So the governor and the legislature are moving the water bond to the 2012 elections? I’m not surprised. I could not decide for myself what to vote on the bond, and not only am I in the field, but I’m a liberal who loves to spend, spend, spend*. Even so, I had a hard time facing a new $11B expenditure.
My thoughts:
I agree with how I imagine the political calculations went. The bond would have failed this year. Who knows whether two years from now will be better, but failure this year looked pretty certain. This keeps the possibility open.
What would make 2012 better for passing the bond? Two dry years between now and 2012 would make the chance of passage better. A responsible governor who can close the budget gap would make it better. It will be a presidential election year, with high turnout, but I can’t see how that breaks for the bond. Bunch of spendy liberals like me, out voting for Obama might throw the bond measure some votes. But the bond measure also has the potential for dams in it, and we’ve been trained not to like those.
Couldn’t happen to a nicer governor, I say.
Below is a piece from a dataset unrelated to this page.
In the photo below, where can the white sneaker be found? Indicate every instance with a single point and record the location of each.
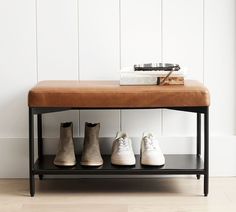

Schwarzenegger has been pushing this water package so hard; he wants the Peripheral Canal as his legacy. But he was the fucker who cut the car tax on taking office, costing the state $4-6B every year since 2003. He is largely responsible for the giant hole in the budget that makes people unwilling to spend another $11B. I’m glad that circle closed while he was still around to feel it bind.
I’m interested in how we’re going to fulfill the rest of the water legislation without money from the bond behind it. What will pay for the Delta Stewardship Council and the Bay-Delta restoration efforts without that money? What will fund 20 x 2020 now? The water legislation is law; we have to at least pretend that that we’re doing it. How will that happen without funding for doing the work?
I’m somewhat concerned about losing the projects the bond would have funded. I don’t mind losing the $3B for planning Sites, Temperance Flats and the Peripheral Canal. I think the Peripheral Canal will get built as an emergency measure when the Delta collapses in an earthquake and I don’t think the other two will ever get built. It is a shame to lose the Delta restoration funds. But honestly, the piece I liked was the part that everyone keeps calling “pork”. I liked the regional and local projects.
Dr. Michael objects to taxpayers at large paying for the regional and local projects. He thinks that if the local projects are worthwhile, locals should pay for them. I thought they legitimately belonged in a state bond for a few reasons:
- Our next water will be collected from high entropy sources, like stormwater runoff, which is widely distributed and often polluted or from water conservation. It is hard to convince voters to pay for that, even though it would give a region more local control and source security to have that next source available to them.
- I believe local voters want this stuff (they lobbied for the projects, didn’t they?), but they also see a list of other local needs, like keeping pools open and libraries staffed. Even though funding for things like a smart irrigation control rebate is something they do want, they rarely feel they want to pay for it next.
- Some of the local projects are new to an area, and hard to convince locals to tax themselves for in the abstract. It is understandable that they need to see a couple stormwater projects becoming daylighted creeks before they understand how much they like having that amenity.
- Finally, I liked that the bond measure would fund a bunch of these at once. It would have provided $3B of mini-innovation all over the state. Frankly, the stuff in those local projects is what we’re going to have to do next; as a state, we have tapped all the big pure sources. Lets get a bunch of those running fast so the state as a whole can find out which work. Simply getting lots of projects running soon offers value to the state.
Those are my thoughts on delaying the bond measure (and on the bond measure in general). Don’t figure they’ll be relevant again for another couple years.